The manufacture of semiconductor devices entails the integration and sequencing of many unit processing steps. As an example, integrated circuits are fabricated on semiconductor wafers, and typically include a series of processing steps such as cleaning, surface preparation, deposition, lithography, patterning, etching, planarization, implantation, and thermal annealing. The precise sequencing and integration of the unit processing steps enables the formation of functional devices meeting desired performance metrics such as speed, power consumption, and reliability.
Each processing step is typically performed in a process chamber which can be coupled to a wafer transfer station comprising a transfer robot for transferring the wafers in and out of the process chamber.

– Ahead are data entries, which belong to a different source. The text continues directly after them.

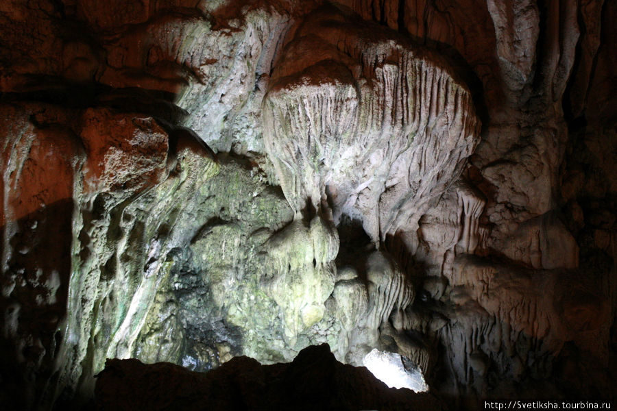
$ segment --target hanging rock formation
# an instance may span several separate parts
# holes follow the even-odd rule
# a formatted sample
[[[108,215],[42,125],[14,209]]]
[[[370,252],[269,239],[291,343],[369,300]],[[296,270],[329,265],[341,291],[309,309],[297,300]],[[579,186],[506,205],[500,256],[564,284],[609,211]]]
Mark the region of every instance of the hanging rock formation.
[[[454,408],[617,392],[614,2],[0,12],[3,406],[324,343]]]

In a cluster tool, a transfer station can service multiple process chambers. The process chambers are interchangeable, meaning different process chambers can be coupled to a same transfer station. Thus, after a process chamber is mechanically coupled to the transfer station, the configuration of the transfer station is manually updated to include the capability of the process chamber, such as the number of process gases and their maximum flow rates.
For example, configuration data of a process chamber are programmed to the transfer robot so that the robot can access the process chamber. The configuration data can include the location of the process chamber door, so that the robot can enter the process chamber for picking or placing a wafer. The configuration data can include the location of the process chamber substrate support, so that the robot can pick or place a wafer with adequate precision.
Usage permission data can also be programmed to the transfer robot. For example, when a process chamber is removed from the transfer station, it is no longer available for processing, and permission is denied when a user attempts to use such a process chamber.
In a typical programming session, a technician calibrates the transfer robot for wafer handling by visual inspection. Configuration data for each process chamber is programmed to the transfer robot before the system is ready for processing. When a new process chamber is installed, the calibration process is repeated, with new configuration data entered. The practice is time consuming, and prone to errors and precision loss.
What is needed is an automatic configuration for processing system having multiple interchangeable components.